What Do You Consider Fun? posted on April 22nd, 2015
Is “Rebel Yell” by Billy Idol a fun song?
It’s energetic. If you were coding your library for energy, you would have to make it a five on a 1-5 scale.
It’s rousing. Fists are doubtlessly pumped or pounded on the dashboard whenever it plays.
But is it fun?
I recently did a traditional library review project for a station. Then, unbidden, I went back to code the library by which songs were fun to listen to, and which weren’t.
The results are probably highly subjective and I can’t guarantee that they’re more sophisticated than just “I personally enjoy hearing this song,” or “I don’t enjoy hearing it.” But most songs were easy judgment calls — not requiring a lot of sophisticated analysis. “Rebel Yell” and Idol’s “White Wedding” were two of the harder decisions.
The Idol version of “Mony Mony” is fun — even if you’re not in a bar full of people doing the R-rated call-and-response. “Dancing With Myself” is fun (and I’d like to emphasize that I’m referring to the song here). “White Wedding” and “Rebel Yell” were a little too sonically aggressive, a little too droning, a little too minor-chord. The lyrics of “White Wedding” are ominous (“there is nothing safe in this world”), but even with a less negative bent, “Rebel Yell,” after some thought, went in the “not fun” pile, too.
Conversely, what makes a song fun is a combination of factors, too: major-not-minor key; singalong-worthy; not just uptempo, but bouncy; positive lyrics. But a song can be fun without satisfying all of those criteria.
“Tainted Love,” despite its lyrical angst, is fun. Ed Sheeran’s “Don’t” is bouncy enough to go into the “fun” column for the same reason. Even “You Oughta Know,” which doubles the catharsis, might be.
“Escape (The Pina Colada Song)” and “Margaritaville” don’t have a lot of musical oomph. But both, because of the subject matter, have become eternal party songs. They would go in the fun column for most people.
“Party Up (Up in Here)” by DMX had one of the most aggressive lyrics of any hit from the late ‘90s crossover hip-hop boom. But there’s crowd noise and whistles are blowing. The punchlines are both funny and cringe-inducing, in the way that many Eminem hits would be, shortly thereafter. And, hey, it was called, “Party Up.” It was engineered to be fun, at least with an asterisk.
Then again, Ke$ha’s “Blow” was engineered to be fun, too: uptempo and another in her endless series of party-out-of-bounds lyrics. But I found it overbearing and entirely joyless. It got played like a hit at the time, but is down to a relative handful of spins now.

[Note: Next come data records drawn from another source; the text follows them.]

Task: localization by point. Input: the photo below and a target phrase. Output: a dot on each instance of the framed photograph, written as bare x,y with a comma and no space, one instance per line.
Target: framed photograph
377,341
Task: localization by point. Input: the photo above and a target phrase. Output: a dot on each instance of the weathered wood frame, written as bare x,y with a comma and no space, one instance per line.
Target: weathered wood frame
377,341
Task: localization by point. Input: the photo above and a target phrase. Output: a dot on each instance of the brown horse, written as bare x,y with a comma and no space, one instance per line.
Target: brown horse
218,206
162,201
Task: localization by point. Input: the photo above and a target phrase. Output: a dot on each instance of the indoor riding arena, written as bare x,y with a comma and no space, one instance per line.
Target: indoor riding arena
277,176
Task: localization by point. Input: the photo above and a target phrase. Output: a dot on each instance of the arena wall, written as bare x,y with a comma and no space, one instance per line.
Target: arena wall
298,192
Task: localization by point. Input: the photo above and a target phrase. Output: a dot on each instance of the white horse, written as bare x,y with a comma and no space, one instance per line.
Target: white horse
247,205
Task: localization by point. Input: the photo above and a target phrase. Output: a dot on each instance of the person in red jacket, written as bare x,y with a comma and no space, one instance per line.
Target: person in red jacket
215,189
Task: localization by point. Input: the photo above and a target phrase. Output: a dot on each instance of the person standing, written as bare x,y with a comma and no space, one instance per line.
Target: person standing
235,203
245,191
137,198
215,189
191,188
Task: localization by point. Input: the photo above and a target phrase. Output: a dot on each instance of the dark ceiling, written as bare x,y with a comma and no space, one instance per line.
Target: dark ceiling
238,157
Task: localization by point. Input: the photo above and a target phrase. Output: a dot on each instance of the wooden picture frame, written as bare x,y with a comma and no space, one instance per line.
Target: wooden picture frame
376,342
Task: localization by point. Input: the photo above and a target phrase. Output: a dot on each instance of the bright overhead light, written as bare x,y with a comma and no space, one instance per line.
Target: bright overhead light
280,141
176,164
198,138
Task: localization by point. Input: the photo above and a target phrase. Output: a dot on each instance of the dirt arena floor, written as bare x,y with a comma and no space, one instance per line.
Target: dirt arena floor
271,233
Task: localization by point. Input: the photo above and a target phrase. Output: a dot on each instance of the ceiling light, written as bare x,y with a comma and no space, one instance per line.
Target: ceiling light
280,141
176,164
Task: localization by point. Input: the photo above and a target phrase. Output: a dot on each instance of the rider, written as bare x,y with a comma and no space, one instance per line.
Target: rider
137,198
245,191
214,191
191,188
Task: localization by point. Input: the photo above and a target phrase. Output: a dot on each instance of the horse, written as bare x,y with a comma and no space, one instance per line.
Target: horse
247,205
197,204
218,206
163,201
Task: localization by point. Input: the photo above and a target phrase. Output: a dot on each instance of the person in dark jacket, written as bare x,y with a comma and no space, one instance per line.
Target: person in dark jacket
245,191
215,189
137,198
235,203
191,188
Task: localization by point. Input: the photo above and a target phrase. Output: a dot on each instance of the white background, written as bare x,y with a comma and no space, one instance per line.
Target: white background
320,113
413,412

The fun factor, or lack thereof, is no indicator of the legitimacy or programming value of a song. There are a lot of long-forgotten novelties that would still bring a smile to many people, at least once. The most phenomenal record of the moment, Wiz Khalifa’s “See You Again,” is elegiac. It serves a different need for listeners.
But it’s all in the balance, and it’s possible to hear some textbook radio stations that are predominantly uptempo, well-balanced in other regards, and still not fun. I often have that feeling about top 40 at the moment, even though true ballads are still hard-fought outliers at the format at most times. Of this week’s top 10, perhaps five are “fun.” That doesn’t mean that “Earned It” or “Thinking Out Loud” aren’t important songs, just that they don’t do the same thing as “Uptown Funk” or “Somebody.”
In fact, there’s been a lot of CHR music in the “not fun” stack lately. Much is in that moody mid-tempo chillout-pop category that predominates these days, but not all: “Take Me to Church,” “I’m Not the Only One,” “Habits (Stay High),” “Love Me Like You Do,” “Chandelier,” both “Maps” and “Animals,” although I go back and forth on the latter. They’re not all downers; they’re just not fun, necessarily.
As summer approaches, all of EDM’s superstar DJs are lining up with new singles. But dance music hasn’t been any guarantee of a song’s fun factor, either, not since EDM got all serious and contemplative and Coldplay-esque, around the time of “Don’t You Worry Child” and “Without You.” There’s nothing fun about Calvin Harris’ “Blame” or “Outside.” Oddly enough, I actively enjoy his new “Pray to God,” the lyrics of which are offset by its bounciness and the “Edge of Seventeen” riff.
At this moment of radio’s PPM-era minimalism, there’s also little to increase the fun factor presentationally outside of morning drive. Many years ago, I heard a jock come out of David Ruffin’s self-explanatory “My Whole World Ended (The Moment You Left Me),” and break the mood by declaring, “That song makes me feel so good!” But in this era of no jingles, terse stagers, and offhand jocking, the music sets the tone unabated. So how, in their day-to-day scheduling and week-to-week music decisions, can programmers guide it?